I recently took a trip to the pastoralist world in Southern Ethiopia, a beautiful community with beautiful people and culture. One thing stuck me though. I have always thought of pastoralists women as weak helpless women who had many children and spent the whole day taking care of goats and sheep. I was dead wrong.



In Yabello I met women of all types. But what really surprised me is how strong those women are. These are women who walk for long distances (sometimes as far as 30 kilometres) looking for water for both domestic and animal consumption looks after the children, cook and feed their large families. On average these women have 6 children and many of them have to live with the fact that whenever their husbands are away they get women on the side and sometimes marry them.



These women also participate in community activities like digging water wells and rehabilitating the preserved community grazing land, performing the same tasks as the men. For me , strong does not begin to describe these women. These are the people who should be role models in the world to date. They might be uneducated but these women are sharp and their experiences have taught them probably more about life than I got in my post graduate class.

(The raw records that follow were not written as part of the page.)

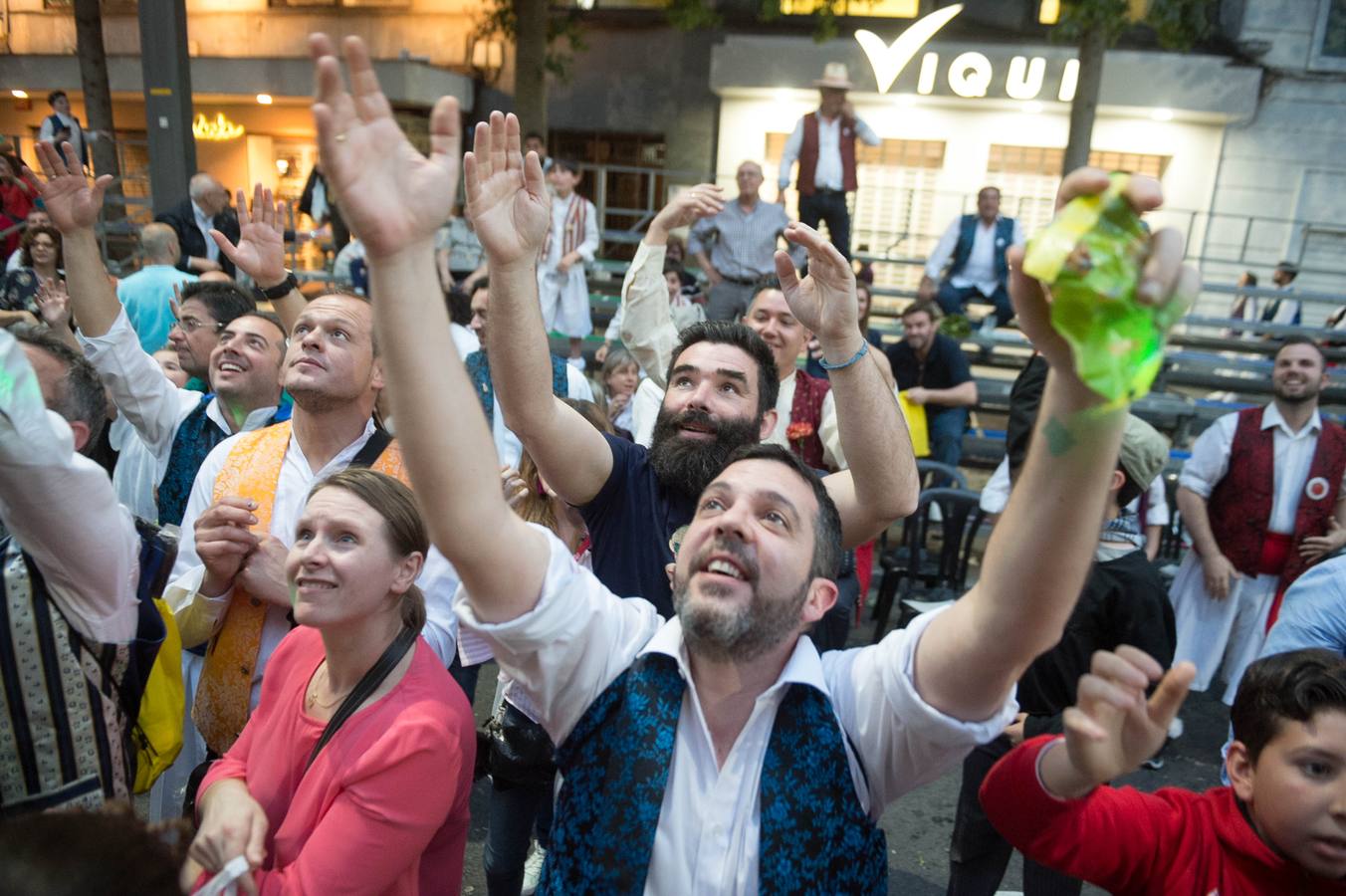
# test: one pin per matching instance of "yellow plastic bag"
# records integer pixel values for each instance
(157, 732)
(916, 425)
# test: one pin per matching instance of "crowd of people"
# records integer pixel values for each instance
(377, 491)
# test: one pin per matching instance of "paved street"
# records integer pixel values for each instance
(920, 825)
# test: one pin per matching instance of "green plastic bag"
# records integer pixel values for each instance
(1090, 256)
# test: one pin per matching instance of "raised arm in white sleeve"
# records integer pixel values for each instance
(647, 329)
(137, 385)
(60, 506)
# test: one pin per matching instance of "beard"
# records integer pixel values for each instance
(726, 632)
(691, 464)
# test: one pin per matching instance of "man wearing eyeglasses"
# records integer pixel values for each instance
(220, 337)
(206, 209)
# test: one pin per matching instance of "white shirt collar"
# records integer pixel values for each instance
(1270, 418)
(803, 666)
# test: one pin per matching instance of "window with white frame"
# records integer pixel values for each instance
(893, 206)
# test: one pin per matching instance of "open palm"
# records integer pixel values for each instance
(66, 192)
(261, 240)
(824, 302)
(507, 199)
(390, 194)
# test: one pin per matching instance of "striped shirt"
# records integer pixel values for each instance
(742, 242)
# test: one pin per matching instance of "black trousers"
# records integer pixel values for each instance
(828, 206)
(979, 854)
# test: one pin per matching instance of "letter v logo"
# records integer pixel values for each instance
(888, 61)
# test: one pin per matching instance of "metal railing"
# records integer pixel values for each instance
(1212, 238)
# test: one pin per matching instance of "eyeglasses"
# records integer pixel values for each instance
(191, 325)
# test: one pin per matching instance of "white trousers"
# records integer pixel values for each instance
(1220, 635)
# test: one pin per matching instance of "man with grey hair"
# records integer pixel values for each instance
(69, 573)
(148, 294)
(737, 245)
(206, 209)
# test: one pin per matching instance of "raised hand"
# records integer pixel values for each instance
(390, 195)
(232, 823)
(54, 303)
(263, 572)
(507, 198)
(261, 242)
(824, 302)
(1112, 728)
(702, 201)
(1165, 279)
(66, 192)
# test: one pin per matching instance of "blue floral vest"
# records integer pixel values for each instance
(814, 835)
(479, 371)
(968, 232)
(195, 437)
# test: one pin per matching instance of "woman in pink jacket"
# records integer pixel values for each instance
(379, 807)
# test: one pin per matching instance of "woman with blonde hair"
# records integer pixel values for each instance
(326, 788)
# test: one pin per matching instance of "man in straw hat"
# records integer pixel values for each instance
(824, 142)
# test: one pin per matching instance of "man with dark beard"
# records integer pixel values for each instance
(715, 753)
(1262, 500)
(722, 393)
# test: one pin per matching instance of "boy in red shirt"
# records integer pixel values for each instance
(1279, 829)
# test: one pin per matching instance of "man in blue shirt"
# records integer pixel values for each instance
(148, 292)
(933, 371)
(974, 248)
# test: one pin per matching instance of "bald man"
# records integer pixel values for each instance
(193, 218)
(148, 292)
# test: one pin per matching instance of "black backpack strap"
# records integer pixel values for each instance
(371, 450)
(366, 686)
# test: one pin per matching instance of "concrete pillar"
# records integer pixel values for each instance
(167, 84)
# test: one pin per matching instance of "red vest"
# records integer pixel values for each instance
(1239, 504)
(809, 153)
(805, 416)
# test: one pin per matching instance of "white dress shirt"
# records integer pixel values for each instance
(198, 615)
(980, 271)
(1293, 455)
(77, 133)
(580, 636)
(152, 406)
(205, 224)
(60, 508)
(829, 172)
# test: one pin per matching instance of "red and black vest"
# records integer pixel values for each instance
(809, 153)
(1239, 504)
(805, 416)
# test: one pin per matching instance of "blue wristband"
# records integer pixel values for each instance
(864, 350)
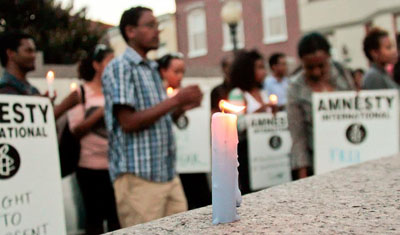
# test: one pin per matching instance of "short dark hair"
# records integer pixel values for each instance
(131, 17)
(372, 41)
(274, 58)
(311, 43)
(242, 72)
(85, 67)
(225, 61)
(165, 61)
(10, 40)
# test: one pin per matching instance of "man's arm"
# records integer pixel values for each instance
(132, 120)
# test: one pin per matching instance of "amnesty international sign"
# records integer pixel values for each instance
(352, 127)
(30, 180)
(269, 145)
(192, 132)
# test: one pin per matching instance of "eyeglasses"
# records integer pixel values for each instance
(99, 48)
(151, 25)
(168, 57)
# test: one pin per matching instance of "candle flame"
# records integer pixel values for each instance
(73, 86)
(273, 99)
(225, 105)
(170, 91)
(50, 75)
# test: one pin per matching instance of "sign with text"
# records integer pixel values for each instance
(30, 180)
(269, 146)
(350, 128)
(192, 132)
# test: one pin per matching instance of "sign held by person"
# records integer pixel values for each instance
(351, 127)
(30, 179)
(269, 145)
(192, 132)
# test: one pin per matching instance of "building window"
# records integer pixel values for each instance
(368, 26)
(228, 45)
(274, 19)
(197, 33)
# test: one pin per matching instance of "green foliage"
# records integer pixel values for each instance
(62, 35)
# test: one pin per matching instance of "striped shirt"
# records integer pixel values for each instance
(150, 153)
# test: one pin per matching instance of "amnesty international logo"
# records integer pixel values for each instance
(275, 142)
(9, 161)
(356, 133)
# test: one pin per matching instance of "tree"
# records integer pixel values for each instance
(63, 36)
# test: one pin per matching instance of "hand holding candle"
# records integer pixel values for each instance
(273, 99)
(225, 191)
(73, 86)
(50, 83)
(171, 92)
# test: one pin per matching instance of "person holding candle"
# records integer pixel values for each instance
(139, 124)
(221, 91)
(195, 185)
(86, 121)
(318, 74)
(17, 55)
(381, 52)
(247, 76)
(172, 68)
(277, 83)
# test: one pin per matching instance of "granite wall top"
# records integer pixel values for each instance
(359, 199)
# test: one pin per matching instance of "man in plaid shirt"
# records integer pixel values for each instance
(139, 117)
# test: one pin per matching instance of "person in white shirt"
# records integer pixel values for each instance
(277, 82)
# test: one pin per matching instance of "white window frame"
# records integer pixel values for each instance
(196, 29)
(228, 45)
(268, 38)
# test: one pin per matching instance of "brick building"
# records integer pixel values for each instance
(268, 25)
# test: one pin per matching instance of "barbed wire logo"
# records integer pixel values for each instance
(9, 161)
(275, 142)
(356, 133)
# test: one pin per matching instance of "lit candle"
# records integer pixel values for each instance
(73, 86)
(273, 99)
(226, 195)
(50, 81)
(171, 92)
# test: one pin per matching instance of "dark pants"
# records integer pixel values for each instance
(244, 178)
(197, 190)
(99, 200)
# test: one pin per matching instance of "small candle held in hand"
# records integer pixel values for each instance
(273, 99)
(171, 92)
(226, 195)
(50, 81)
(73, 86)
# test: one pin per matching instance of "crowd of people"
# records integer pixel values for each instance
(124, 117)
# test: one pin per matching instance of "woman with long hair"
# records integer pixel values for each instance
(247, 75)
(86, 121)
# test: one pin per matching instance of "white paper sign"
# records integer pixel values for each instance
(30, 180)
(192, 133)
(269, 145)
(351, 128)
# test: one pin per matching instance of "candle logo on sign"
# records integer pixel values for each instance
(182, 122)
(356, 133)
(9, 161)
(275, 142)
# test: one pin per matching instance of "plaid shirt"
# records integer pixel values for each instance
(150, 154)
(11, 85)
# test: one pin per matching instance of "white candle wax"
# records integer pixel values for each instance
(50, 80)
(225, 192)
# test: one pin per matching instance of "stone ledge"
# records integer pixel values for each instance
(360, 199)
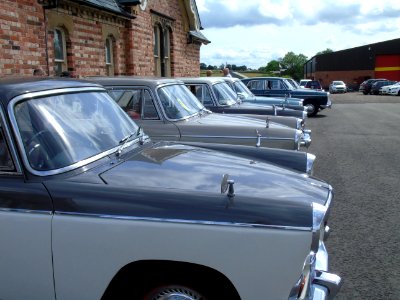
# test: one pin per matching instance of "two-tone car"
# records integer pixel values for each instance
(314, 100)
(219, 97)
(91, 208)
(167, 110)
(245, 95)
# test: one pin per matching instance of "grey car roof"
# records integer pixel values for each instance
(152, 82)
(210, 80)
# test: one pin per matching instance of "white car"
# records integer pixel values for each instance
(394, 90)
(385, 89)
(337, 86)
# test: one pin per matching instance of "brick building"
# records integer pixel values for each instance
(100, 37)
(353, 66)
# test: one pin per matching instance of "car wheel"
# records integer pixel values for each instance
(312, 109)
(173, 292)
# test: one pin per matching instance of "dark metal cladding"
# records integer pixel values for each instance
(16, 194)
(183, 183)
(176, 205)
(295, 160)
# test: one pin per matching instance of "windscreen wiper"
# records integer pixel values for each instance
(122, 142)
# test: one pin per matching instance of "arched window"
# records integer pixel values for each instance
(109, 56)
(60, 51)
(162, 51)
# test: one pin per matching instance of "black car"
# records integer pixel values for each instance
(378, 84)
(91, 208)
(365, 87)
(281, 87)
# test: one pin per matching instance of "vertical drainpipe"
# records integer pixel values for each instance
(45, 41)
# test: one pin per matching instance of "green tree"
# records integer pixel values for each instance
(293, 63)
(273, 65)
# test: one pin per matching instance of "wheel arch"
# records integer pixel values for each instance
(139, 277)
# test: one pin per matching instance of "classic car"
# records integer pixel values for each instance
(167, 110)
(365, 86)
(337, 86)
(91, 208)
(218, 96)
(278, 87)
(245, 95)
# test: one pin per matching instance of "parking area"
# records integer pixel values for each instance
(357, 147)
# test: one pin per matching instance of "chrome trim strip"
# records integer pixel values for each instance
(11, 146)
(180, 221)
(19, 139)
(28, 211)
(239, 137)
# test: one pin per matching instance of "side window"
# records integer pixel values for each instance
(256, 85)
(129, 101)
(6, 163)
(202, 94)
(149, 109)
(274, 85)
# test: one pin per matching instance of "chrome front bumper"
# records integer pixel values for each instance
(306, 138)
(328, 104)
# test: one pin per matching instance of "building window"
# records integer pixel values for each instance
(60, 60)
(109, 56)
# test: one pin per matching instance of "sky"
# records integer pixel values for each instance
(254, 32)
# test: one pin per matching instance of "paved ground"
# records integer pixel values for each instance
(357, 144)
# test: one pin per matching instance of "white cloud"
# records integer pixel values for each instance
(253, 32)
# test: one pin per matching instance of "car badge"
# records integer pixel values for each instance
(227, 185)
(258, 143)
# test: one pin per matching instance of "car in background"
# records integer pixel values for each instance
(303, 82)
(100, 211)
(246, 96)
(314, 85)
(365, 86)
(314, 100)
(167, 110)
(394, 90)
(384, 90)
(337, 86)
(376, 86)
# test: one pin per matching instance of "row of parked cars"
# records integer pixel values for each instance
(189, 188)
(380, 86)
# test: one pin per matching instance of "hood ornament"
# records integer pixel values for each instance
(227, 184)
(258, 143)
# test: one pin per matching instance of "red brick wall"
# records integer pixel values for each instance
(23, 46)
(22, 37)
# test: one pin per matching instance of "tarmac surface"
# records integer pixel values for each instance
(357, 144)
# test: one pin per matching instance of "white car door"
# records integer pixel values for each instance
(26, 270)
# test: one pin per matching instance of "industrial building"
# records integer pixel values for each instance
(354, 65)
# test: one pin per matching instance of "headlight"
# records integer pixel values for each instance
(310, 163)
(318, 230)
(302, 289)
(300, 124)
(298, 137)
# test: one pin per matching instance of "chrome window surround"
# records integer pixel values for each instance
(13, 152)
(157, 99)
(298, 136)
(310, 163)
(13, 120)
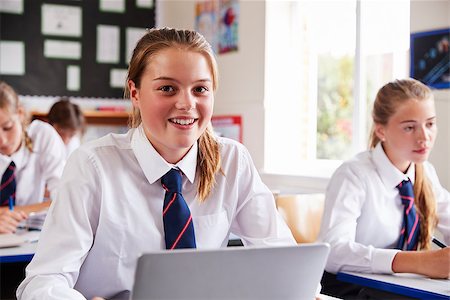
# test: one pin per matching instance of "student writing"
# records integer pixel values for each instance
(68, 120)
(110, 206)
(30, 158)
(387, 201)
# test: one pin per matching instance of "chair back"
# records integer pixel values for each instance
(303, 214)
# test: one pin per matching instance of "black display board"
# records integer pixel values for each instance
(47, 76)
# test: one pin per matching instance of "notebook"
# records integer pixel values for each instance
(289, 272)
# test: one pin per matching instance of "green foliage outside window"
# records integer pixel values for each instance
(335, 106)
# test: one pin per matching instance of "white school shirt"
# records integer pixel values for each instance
(108, 211)
(73, 144)
(44, 165)
(363, 212)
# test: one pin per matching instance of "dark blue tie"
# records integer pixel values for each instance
(8, 185)
(178, 226)
(409, 235)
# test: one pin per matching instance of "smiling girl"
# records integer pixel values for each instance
(109, 208)
(31, 157)
(364, 214)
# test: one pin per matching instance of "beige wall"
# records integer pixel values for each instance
(430, 15)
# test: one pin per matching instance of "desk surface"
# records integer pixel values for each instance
(411, 285)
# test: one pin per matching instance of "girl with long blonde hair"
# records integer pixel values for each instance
(372, 224)
(32, 157)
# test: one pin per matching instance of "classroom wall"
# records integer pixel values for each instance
(425, 16)
(241, 91)
(241, 83)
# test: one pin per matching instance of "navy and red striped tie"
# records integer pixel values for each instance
(8, 185)
(178, 226)
(409, 235)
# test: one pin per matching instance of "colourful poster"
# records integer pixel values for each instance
(229, 16)
(206, 21)
(217, 20)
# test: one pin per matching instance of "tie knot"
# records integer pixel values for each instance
(171, 181)
(406, 190)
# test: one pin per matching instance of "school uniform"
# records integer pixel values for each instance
(108, 211)
(73, 144)
(43, 166)
(363, 212)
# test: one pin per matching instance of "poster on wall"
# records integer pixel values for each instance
(430, 58)
(217, 21)
(228, 35)
(228, 126)
(206, 13)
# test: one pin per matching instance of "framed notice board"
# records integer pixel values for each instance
(430, 57)
(70, 48)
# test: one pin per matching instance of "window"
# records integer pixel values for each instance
(325, 62)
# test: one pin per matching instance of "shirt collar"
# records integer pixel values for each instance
(154, 165)
(389, 174)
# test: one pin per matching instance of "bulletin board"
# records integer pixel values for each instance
(70, 48)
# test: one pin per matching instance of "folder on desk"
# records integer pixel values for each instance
(11, 240)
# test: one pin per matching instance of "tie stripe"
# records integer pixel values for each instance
(170, 203)
(181, 233)
(409, 234)
(8, 185)
(177, 219)
(416, 221)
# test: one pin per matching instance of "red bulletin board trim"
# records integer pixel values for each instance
(225, 124)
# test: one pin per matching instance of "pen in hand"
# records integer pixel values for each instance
(438, 242)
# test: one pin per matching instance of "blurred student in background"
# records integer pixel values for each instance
(387, 202)
(31, 157)
(68, 120)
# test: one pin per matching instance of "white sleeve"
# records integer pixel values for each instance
(67, 234)
(53, 156)
(344, 200)
(257, 220)
(442, 203)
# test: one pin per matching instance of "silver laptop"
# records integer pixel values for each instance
(291, 272)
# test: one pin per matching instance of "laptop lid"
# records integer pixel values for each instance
(290, 272)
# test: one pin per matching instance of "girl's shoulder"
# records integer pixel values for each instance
(229, 146)
(37, 126)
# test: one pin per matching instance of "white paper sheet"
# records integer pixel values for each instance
(62, 49)
(108, 44)
(11, 6)
(112, 5)
(144, 3)
(73, 78)
(61, 20)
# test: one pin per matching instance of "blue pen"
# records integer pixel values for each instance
(11, 203)
(438, 242)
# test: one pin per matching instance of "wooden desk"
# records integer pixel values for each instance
(13, 262)
(410, 285)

I attended one of the biggest markets in the region and I met Wario Liban, a woman who also wears the hat of the family business manager, whenever the family wants to sell any livestock she is the one who negotiated the price in the market, performs the transaction and decides how the family should spend the money.



When I asked the husband how she felt that the wife was amongst the few women handling money in the community he said “Let all those who want to laugh do it, it is a fact that my wife is better in business than I am so I let her handle it, I would be a fool not to”.



After spending time with these women, I realized one thing. The power of a woman can be felt all over, from the university classrooms, civil society organizations, big corporate to the small villages in the remote pastoralists communities.



Women hold this world in their hands and many are now beginning to realize this. Stereotypes and labels cannot hold women down!